In hindsight, the function of the bat nose leaf was one more bit of misinterpreted information for early naturalists, who used the presence of this structure to mistakenly categorize over a hundred species of non-blood-feeding bats (e.g.,
Glossophaga
) as vampires. Along these lines, it should also be noted that nose leaves occur in two additional (and only distantly related) families of Old World bats, the Rhinolophidae and the Megadermatidae (the latter is now commonly known as false vampire bats). This is yet another example of convergent evolution, and although neither of these groups have any blood-feeding members, the presence of a nose leaf probably contributed to claims of vampire bats inhabiting Europe, Africa, Southeast Asia, and the Indo-Pacific.
†15

Even though the identity of the three vampire bats was not fully known until the 1890s, bloodletting bats have been referred to as vampires since the mid-1700s, and although vampire folklore did not begin with the discovery of vampire bats, it was clearly strengthened by it.
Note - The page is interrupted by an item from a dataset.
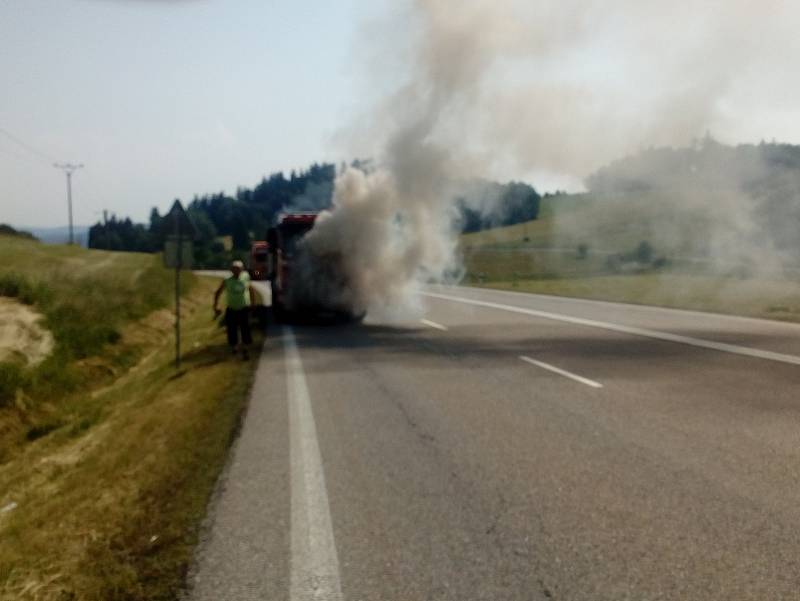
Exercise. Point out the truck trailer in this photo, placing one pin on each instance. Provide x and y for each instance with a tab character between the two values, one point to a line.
305	285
According to folklorist Stu Burns, the word
vampire
has its somewhat hazy roots in the Slavic proper name
Upir,
first recorded in an eleventh-century Russian manuscript.
Vampire
(or
vampyre
—used hereafter to denote the mythical bloodsucker) is a westernization of
Upir
(or
Upyr
) and the word appears to have been coined in English in a pair of 1732 publications.
Vampyre
refers to a corpse that has returned from the dead to drink the blood of the living. Similar creatures were said to haunt the rural villages of nearly every Slavic nation. Not surprisingly, each culture gave their monster its own name (e.g.,
vukodlak
in Serbia,
strigoii
in Romania,
eretika
in Russia,
insurance salesman
in…well, never mind). It should also be noted that stories of vampyrelike creatures have a worldwide distribution. Bloodsuckers inhabit the folklore and literature of ancient China, Babylonia, and Greece, as well as the pre-Columbian cultures of Mesoamerica (most notably as the Mayan bat god Zotz or Camazotz).

Vampyre hysteria ebbed and flowed throughout Europe in the fifteenth and sixteenth centuries, reaching its peak in the 1730s. At this time it became quite popular to dig up dead bodies, accuse them of crimes, and then smash a stake through their decaying hearts. According to legend, those corpses hoping to avoid skewering often chose to transform themselves into something not quite so corpselike. Although Slavic vampyres never actually took the form of bats, popular transformation destinations included animals or inanimate objects such as fire and smoke. Fear was an important component of most vampyre legends, but some of these creatures would have had a hard time striking terror into your average toddler. For example, Muslim gypsies in the Balkans won't keep pumpkins or watermelons for more than ten days (or after Christmas) for fear that they'll transform into vampyres. Thankfully, these vampyre veggies have no teeth—so they're reduced to pestering people by rolling around the ground, growling, and dripping blood.